Ein Interview von Rainer Leurs

Nur sehr selten werden Frauen zu Mördern, weibliche Killer sind Ausnahmefälle der Kriminologie. Viele davon hat die forensische Psychiaterin Sigrun Roßmanith als Gutachterin untersucht. Sie glaubt: Die dunkle Seite der Frau wird unterschätzt.

SPIEGEL ONLINE: Frau Roßmanith, in Ihrem Buch gehen Sie der Frage nach, ob Frauen die besseren Mörder sind. Und, sind sie das?

Roßmanith: Sie gehen jedenfalls kreativer vor als Männer. Einfallsreicher. Nehmen Sie den Rachefall, den ich im Buch beschreibe: Eine betrogene Frau aus Asien küsst dabei ihren Partner innig – und schiebt ihm dabei eine Zyankalikapsel in den Mund, die er schlucken muss. Sie verschränkt die Liebeshandlung mit dem Mord. Käme ein Mann auf so eine Idee?

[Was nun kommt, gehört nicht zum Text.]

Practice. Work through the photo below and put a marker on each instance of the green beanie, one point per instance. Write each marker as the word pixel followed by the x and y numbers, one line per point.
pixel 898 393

SPIEGEL ONLINE: Schwer zu sagen. Stellen sich Frauen beim Morden womöglich auch deshalb kreativer an, weil ihnen für plumpe Gewalt die Körperkraft fehlt?

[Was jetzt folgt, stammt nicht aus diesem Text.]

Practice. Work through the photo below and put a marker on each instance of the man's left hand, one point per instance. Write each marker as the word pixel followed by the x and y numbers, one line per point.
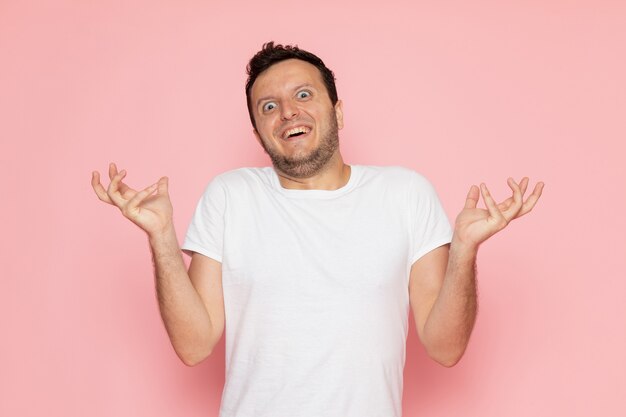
pixel 475 225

Roßmanith: Natürlich, sie müssen die fehlende Kraft ausgleichen. Oft machen sie ihr Opfer deshalb erst wehrlos – um die eigentliche Tat dann durchzuführen. Häufigstes Tatwerkzeug ist übrigens das Messer, eine europäische Besonderheit gegenüber den USA, wo Schusswaffen überwiegen. Natürlich muss man aber auch sagen, dass Frauen eher selten zu Täterinnen werden. Männer töten etwa zehnmal häufiger als Frauen.

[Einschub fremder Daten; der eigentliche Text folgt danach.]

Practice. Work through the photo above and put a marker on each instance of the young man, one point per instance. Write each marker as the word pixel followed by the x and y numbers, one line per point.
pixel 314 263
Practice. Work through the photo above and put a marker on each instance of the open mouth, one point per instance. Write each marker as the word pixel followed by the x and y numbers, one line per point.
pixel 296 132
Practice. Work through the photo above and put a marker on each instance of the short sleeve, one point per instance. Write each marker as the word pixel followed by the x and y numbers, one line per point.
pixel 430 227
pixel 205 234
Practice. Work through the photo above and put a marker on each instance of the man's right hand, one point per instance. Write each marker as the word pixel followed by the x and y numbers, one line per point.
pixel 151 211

SPIEGEL ONLINE: Ist es richtig, dass sich Tötungsdelikte von Frauen fast immer gegen Freunde oder Familienmitglieder richten, also gegen ihr engstes Umfeld?

Roßmanith: Das stimmt – das meiste sind Beziehungs- und Konflikttaten. Frauen töten selten Unbekannte. In den eigenen vier Wänden kommt es eben zu den meisten Konflikten, und die können eskalieren. Oft ist es so, dass Opfer im Rollentausch zu Täterinnen werden.

SPIEGEL ONLINE: Das sind jene Frauen, die ihre prügelnden Ehemänner im Schlaf mit der Bratpfanne erschlagen?

Roßmanith: Genau. Manche von ihnen haben zuvor ein jahrelanges Martyrium erlitten. An irgendeinem Punkt entlädt sich dann die ganze Wut, die aufgestaute Spannung; manchmal aus banalem Anlass. Die meisten Frauen werden übrigens mit einem Tötungsdelikt überhaupt zum ersten Mal straffällig.

SPIEGEL ONLINE: Sie schreiben in Ihrem Vorwort: “Niemand ist vor Wahnsinnstaten gefeit, auch ich nicht.” Warum glauben Sie das?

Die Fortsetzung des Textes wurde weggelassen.